One of the things that Cisco is doing with ACI is exposing APIs about the network fabric so the network can feed into various system, storage, and network management tools and have the network respond to changes in the application. "The days of configuring devices, configuring outputs, configuring port counters – those days are done," said Malik. "With ACI, you configure the intent of the application and how it will connect with other endpoints, what kind of compute and storage and security resources you want for it, and the entire fabric configures itself, from end to end. And when you talk to compliance or risk auditors, that becomes a central place to look at the system as a cohesive whole."


The idea with ACI sounds simple enough: You define from the app all the way down to the metal, and you start speaking in the language of applications, not access control lists and other network gorp. And you get away from the "spray and pray" method of overprovisioning networks to deal with peaks and congestion. You have deep application telemetry and visibility and can identify anywhere in the fabric where packets are lost and correct the issue.

Just as performance and scale are table stakes for the network and raw compute and storage, performance and scale are also table stakes for analytic tools like Hadoop. Will Ochandarena, director of product management at MapR Technologies, one of the key distributors of Hadoop, did a brief walk through the evolution of Hadoop from a slow batch system to an online one that is suitable for many applications in the financial services sector.

"In the beginning of Hadoop, there was just MapReduce, which is a very powerful used for a lot of things in financial services such as backtesting your algorithms or looking at risk models," said Ochandarena. "But MapReduce was slow." And, it was relatively tough to program, too. Even after you added SQL querying capability to MapReduce through the Hive database layer, it was still running on MapReduce and was still slow. But in the past two years or so, Hadoop has come a long way, as this chart from Ochandarena shows:


With the addition of in-memory features such as Apache Spark, the batch analytics that might take an hour or more could be done in maybe ten minutes. With the addition of interactive SQL on top of Hadoop, with projects like Apache Drill, then the same queries that used to take hours now take on the order of ten seconds. But now, with in-Hadoop databases such as MapR's own MapR-DB, which is a NoSQL data store that is compatible with the Apache HBase APIs. "We are seeing a latency of 10 milliseconds for gets and puts, and it can actually be used as an operational data store instead of just for analytics," said Ochandarena. "And that is important because it eliminates any data movement."

And just two weeks ago, the Hadoop provider demonstrated a time-series database layer called OpenTSDB running on top of MapR-DB that could ingest data at a rate of 100 million data points per second. Along with Spark Streaming and Storm, two other streaming data layers for Hadoop, the time series functions mean that financial services firms can contemplate a set of shared infrastructure that can run operational, analytics, and transactional systems on the same shared infrastructure – particularly if those assets are containerized on LXC or Docker. (A prospect that was not discussed, but which is part of the picture given that hypervisors provide much too heavy server virtualization than is perhaps required.)

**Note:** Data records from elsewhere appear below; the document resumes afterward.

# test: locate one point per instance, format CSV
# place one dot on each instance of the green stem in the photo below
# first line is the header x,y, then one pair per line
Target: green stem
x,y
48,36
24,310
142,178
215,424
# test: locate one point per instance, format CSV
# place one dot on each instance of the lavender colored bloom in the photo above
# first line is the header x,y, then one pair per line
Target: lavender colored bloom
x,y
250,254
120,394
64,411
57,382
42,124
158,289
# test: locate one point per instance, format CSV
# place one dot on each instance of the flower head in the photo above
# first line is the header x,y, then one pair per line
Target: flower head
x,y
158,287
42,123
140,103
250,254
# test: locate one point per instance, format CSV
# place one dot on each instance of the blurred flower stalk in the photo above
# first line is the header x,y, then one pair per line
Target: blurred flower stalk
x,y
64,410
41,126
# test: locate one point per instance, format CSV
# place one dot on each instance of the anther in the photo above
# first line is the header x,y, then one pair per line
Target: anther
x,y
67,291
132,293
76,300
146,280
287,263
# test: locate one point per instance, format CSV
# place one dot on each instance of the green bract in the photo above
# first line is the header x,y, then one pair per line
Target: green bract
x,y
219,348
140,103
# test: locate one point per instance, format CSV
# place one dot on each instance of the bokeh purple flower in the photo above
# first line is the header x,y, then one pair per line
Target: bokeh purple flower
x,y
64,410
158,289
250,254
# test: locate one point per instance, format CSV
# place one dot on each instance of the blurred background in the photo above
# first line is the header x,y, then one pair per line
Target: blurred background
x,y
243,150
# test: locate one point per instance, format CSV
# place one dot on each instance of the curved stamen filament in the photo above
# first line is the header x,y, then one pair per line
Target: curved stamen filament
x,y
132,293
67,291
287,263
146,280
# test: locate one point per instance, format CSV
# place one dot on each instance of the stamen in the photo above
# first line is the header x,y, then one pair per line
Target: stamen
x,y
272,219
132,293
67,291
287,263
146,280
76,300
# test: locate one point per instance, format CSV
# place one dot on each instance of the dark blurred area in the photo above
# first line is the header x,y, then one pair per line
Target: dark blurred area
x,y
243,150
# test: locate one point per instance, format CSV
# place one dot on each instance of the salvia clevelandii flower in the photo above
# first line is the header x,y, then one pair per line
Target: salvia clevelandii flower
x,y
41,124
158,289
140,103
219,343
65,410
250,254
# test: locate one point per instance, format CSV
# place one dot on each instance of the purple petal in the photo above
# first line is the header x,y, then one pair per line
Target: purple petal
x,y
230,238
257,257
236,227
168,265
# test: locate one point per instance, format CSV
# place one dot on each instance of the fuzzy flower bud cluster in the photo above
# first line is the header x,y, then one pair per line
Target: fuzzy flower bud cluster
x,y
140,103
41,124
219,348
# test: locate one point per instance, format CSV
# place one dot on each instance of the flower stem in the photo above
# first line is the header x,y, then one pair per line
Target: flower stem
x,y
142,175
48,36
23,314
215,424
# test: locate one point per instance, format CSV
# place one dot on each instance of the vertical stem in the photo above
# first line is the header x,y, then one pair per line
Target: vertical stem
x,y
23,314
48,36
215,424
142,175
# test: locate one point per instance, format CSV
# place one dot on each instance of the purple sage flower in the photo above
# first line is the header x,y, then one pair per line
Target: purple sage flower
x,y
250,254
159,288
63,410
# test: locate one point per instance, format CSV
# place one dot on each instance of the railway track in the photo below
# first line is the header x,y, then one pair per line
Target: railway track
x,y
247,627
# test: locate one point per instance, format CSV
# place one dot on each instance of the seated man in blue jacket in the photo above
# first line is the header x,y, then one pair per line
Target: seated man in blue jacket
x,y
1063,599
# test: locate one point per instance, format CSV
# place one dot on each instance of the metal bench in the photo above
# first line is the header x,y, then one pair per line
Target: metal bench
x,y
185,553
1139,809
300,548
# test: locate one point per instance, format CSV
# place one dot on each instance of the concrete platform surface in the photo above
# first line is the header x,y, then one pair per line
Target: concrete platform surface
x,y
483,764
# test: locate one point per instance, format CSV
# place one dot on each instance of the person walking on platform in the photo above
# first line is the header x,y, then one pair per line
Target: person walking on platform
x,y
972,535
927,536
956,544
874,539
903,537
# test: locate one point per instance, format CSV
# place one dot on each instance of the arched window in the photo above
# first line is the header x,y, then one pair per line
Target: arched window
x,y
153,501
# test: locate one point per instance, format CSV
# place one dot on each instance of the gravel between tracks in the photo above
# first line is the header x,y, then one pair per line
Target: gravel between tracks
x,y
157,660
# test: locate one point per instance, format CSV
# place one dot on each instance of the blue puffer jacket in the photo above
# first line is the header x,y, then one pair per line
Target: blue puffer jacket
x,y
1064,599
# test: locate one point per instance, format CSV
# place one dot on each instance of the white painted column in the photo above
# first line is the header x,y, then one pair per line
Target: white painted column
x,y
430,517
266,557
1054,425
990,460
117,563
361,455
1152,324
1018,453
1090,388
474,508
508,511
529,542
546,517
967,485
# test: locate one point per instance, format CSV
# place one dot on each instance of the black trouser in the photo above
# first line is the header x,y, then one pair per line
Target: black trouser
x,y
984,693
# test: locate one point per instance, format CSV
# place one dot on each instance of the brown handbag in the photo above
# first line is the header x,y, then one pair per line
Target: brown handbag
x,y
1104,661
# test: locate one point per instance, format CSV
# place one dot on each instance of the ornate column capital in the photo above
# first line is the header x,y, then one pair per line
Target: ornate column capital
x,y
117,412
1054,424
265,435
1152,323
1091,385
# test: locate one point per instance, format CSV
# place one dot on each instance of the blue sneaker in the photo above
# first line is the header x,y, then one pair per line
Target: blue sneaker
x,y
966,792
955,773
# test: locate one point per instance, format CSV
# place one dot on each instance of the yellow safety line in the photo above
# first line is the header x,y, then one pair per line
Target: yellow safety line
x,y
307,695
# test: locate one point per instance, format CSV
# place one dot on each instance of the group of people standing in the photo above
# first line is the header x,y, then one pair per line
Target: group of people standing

Here is how these tools come together, as these partners see it, in the operational side of a financial services firm, and indeed, this also applies to any enterprise with complex infrastructure with performance, scale, and low latency as the basic tenets of its hardware and software:


The idea is to use the telemetry coming out of the network and applications and pull it into Hadoop to store it permanently. You use the streaming features of Hadoop, such as Spark Streaming or Storm, to do real-time processing on events in the network and use machine learning to help feed information back into the infrastructure to control it. Drill, Hive, Impala and other tools are used to carve out subsets of this operational data using SQL commands, and then this data is pumped into a tool such as Splunk's Hunk to explore and visualize the datasets.